Gold’s price was one of 10 forecasts that I made in my “Class of ’63” column in the Jan. 27 Numismatic News.
I pegged the metal at $600 an ounce, far lower than the current price, because I feel that gold cannot remain an outlier while the price of most other commodities is falling.
A colleague decided to base one of our poll questions on this forecast and that increased the rate of response to me.
Naturally, most readers have disagreed with me. A few concurred with the idea of an annual price decline, but thought I had been too aggressive in choosing $600.
We have more than 10 months to go before we can assess the accuracy of the forecast. I am sticking to my guns.
I am not oblivious to the fact that gold is knocking on the door of $1,000. There are a lot of panicked buyers out there.
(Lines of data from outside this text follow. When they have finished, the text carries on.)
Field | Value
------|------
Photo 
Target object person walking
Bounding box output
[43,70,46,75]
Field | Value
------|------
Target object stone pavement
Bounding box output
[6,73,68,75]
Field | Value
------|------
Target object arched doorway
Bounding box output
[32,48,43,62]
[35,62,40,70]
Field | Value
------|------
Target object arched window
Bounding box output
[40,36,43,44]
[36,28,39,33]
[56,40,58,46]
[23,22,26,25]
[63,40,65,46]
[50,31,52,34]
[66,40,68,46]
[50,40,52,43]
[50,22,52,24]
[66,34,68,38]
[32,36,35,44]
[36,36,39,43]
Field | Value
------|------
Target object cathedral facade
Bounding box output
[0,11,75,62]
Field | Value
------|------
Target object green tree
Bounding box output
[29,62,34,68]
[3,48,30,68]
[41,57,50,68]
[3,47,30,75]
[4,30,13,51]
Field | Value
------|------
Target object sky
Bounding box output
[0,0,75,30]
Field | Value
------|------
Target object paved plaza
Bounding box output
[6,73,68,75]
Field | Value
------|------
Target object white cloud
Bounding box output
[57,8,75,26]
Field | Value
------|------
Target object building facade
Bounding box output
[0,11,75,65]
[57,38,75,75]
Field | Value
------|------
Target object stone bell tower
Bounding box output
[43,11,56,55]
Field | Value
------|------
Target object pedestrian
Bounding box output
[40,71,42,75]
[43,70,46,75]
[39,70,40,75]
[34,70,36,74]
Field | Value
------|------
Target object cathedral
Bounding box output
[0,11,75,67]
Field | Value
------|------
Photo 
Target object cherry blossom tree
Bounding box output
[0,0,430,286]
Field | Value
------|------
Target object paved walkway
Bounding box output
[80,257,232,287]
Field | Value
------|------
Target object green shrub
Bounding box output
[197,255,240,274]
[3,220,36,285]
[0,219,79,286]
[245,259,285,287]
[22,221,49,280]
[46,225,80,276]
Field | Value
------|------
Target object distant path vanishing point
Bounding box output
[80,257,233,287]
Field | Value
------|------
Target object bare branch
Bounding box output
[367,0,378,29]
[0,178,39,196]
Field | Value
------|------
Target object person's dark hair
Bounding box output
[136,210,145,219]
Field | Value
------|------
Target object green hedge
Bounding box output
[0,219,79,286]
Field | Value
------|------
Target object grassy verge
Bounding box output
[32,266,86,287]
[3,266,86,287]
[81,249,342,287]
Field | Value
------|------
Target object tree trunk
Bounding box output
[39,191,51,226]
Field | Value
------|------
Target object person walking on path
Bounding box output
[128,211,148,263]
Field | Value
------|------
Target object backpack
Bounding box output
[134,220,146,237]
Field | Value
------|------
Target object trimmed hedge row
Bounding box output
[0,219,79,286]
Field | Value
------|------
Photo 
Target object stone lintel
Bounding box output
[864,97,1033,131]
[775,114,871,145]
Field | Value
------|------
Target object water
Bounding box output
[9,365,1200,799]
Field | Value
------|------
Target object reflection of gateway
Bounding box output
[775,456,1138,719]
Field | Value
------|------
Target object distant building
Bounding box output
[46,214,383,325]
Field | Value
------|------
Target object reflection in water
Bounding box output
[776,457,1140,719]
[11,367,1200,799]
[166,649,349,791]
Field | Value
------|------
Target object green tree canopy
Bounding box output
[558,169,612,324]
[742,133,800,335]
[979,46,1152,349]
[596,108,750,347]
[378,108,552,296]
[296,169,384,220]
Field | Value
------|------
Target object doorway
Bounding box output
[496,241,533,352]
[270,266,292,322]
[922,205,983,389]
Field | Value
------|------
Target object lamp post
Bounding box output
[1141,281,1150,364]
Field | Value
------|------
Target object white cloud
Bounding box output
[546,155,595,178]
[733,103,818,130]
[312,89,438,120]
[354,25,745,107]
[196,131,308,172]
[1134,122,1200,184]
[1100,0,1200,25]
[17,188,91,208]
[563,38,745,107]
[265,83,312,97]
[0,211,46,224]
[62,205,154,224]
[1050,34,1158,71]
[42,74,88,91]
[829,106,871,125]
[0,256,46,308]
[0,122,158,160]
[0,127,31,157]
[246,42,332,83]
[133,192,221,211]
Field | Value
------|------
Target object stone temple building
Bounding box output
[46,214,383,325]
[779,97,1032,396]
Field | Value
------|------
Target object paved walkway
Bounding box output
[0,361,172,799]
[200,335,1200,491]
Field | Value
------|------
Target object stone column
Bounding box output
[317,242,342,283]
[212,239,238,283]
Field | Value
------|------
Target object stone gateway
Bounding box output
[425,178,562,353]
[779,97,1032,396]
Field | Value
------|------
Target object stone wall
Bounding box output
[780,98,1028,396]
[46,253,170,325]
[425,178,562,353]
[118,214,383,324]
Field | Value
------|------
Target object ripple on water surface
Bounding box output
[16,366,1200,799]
If I owned Russian rubles, Polish zlotych, Argentine pesos or any number of other currencies, I would consider gold a welcome harbor in the economic storm.
However, my point of reference is the U.S. dollar and it is this currency that I use as a yardstick.
Simply put, the present crisis is destroying more purchasing power around the world than the U.S. government is creating with its massive increase in government loans and money supply increases.
Also, when people get scared, one of the reflexes, especially if they don’t buy gold, is to hoard cash. This increases the demand for dollars and sops up much of the extra supply created by all of these bailouts.
That’s my logic. I could be wrong, but that is the fun of forecasts. They are mine, but that doesn’t mean I don’t enjoy seeing what others are thinking. Anybody who is aware of the financial crisis can’t help but have thoughts on this topic.